My (simplified) data structure is as follows:
x = [1,1,2,2,3,3,4,4,…n,n]
y = [1,2,1,2,1,2,1,2,…1,2]
A = [7,5,6,5,4,6,2,5,…4,3]
"A" is a variable which is linked to coordinates x and y. Dataframe consists of three columns. The variables are being read originally top down. Starting with x = 1 and y = 1, going down to y = max and after that x = 2, y from 1 to y_max -> next x = 3 and so on. So, this is 2 dimensional data, each value of "variable A" has a coordinate value of x and y in the same row in my dataframe.
However when I convert this directly to netCDF with
Data.to_netcdf("filename.nc")
I get massive amount of x and y variables (dimension ends up being an index from 1 to n). For example if my x coordinate goes from 1 to 5 like 1,1,1,2,2,2,3,3,3,4,4,4,5,5,5 the netCDF will have 15 x -coordinates while I would like it to only have 5 of them. And same happens with the y -coordinates. I have tried many other approaches but I do not end up with anything useful.
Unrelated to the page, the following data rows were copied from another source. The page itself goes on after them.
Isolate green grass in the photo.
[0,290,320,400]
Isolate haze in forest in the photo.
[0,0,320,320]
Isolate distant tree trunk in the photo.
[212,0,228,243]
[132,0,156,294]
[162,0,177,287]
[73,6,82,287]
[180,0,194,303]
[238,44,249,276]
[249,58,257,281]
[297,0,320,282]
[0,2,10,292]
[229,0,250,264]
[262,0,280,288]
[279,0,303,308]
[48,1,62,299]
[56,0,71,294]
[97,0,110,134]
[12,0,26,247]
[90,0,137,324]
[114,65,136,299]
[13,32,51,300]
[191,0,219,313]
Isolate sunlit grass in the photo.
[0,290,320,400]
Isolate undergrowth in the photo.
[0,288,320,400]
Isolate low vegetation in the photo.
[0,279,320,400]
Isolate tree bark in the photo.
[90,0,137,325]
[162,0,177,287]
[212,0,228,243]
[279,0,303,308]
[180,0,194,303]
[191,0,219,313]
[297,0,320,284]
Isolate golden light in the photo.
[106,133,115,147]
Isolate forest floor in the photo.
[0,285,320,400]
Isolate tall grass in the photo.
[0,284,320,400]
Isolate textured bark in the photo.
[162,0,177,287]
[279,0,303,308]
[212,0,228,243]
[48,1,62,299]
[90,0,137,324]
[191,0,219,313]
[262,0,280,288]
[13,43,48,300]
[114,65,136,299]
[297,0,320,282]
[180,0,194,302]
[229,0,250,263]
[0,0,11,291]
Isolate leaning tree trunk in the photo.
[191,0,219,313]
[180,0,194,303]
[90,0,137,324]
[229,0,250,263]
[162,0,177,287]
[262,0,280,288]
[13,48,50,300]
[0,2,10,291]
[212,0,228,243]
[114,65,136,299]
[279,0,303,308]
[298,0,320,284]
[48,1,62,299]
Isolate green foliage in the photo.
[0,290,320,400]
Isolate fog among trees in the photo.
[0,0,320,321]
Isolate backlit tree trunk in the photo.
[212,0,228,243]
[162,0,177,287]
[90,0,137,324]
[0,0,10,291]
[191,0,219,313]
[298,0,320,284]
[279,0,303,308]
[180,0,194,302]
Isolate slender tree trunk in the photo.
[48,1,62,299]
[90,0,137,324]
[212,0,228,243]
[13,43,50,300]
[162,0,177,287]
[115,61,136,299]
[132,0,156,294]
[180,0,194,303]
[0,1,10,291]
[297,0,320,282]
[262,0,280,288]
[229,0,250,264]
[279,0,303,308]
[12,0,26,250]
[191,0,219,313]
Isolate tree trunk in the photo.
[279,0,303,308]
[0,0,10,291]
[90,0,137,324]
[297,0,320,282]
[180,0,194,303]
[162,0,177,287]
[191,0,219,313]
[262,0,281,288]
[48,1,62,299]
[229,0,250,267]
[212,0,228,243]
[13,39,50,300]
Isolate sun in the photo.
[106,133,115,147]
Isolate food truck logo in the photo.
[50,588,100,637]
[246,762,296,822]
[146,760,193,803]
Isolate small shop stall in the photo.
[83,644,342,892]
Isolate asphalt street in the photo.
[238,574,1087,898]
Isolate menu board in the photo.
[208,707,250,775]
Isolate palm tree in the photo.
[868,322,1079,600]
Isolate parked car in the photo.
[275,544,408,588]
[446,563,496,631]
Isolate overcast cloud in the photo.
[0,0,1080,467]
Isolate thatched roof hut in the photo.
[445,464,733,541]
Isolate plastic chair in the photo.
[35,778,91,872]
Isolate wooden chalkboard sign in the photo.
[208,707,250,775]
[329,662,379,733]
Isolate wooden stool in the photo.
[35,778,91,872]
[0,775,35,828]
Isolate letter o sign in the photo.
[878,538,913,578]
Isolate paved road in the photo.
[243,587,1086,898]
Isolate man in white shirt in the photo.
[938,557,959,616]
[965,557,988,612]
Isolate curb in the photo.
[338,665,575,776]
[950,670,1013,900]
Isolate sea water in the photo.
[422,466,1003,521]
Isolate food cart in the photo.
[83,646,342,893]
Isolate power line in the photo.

I would like to have a netCDF with "A" as a variable and x and y as dimensions without them being repeated multiple times. My real dataset has more than a hundred x values and nearly a hundred y values. So every x value is repeated y times and vice versa.
>Solution :
IIUC, you could set the x/y as index, convert to xarray and then to netCDF:
import pandas as pd
import xarray as xr
df = pd.DataFrame({'x': [1,1,2,2,3,3,4,4],
'y': [1,2,1,2,1,2,1,2],
'A': [7,5,6,5,4,6,2,5],
})
xr.Dataset.from_dataframe(df.set_index(['x', 'y'])).to_netcdf('filename.nc')
Dataset:
<xarray.Dataset>
Dimensions: (x: 4, y: 2)
Coordinates:
* x (x) int32 1 2 3 4
* y (y) int32 1 2
Data variables:
A (x, y) int32 ...
Underlying A:
array([[7, 5],
[6, 5],
[4, 6],
[2, 5]])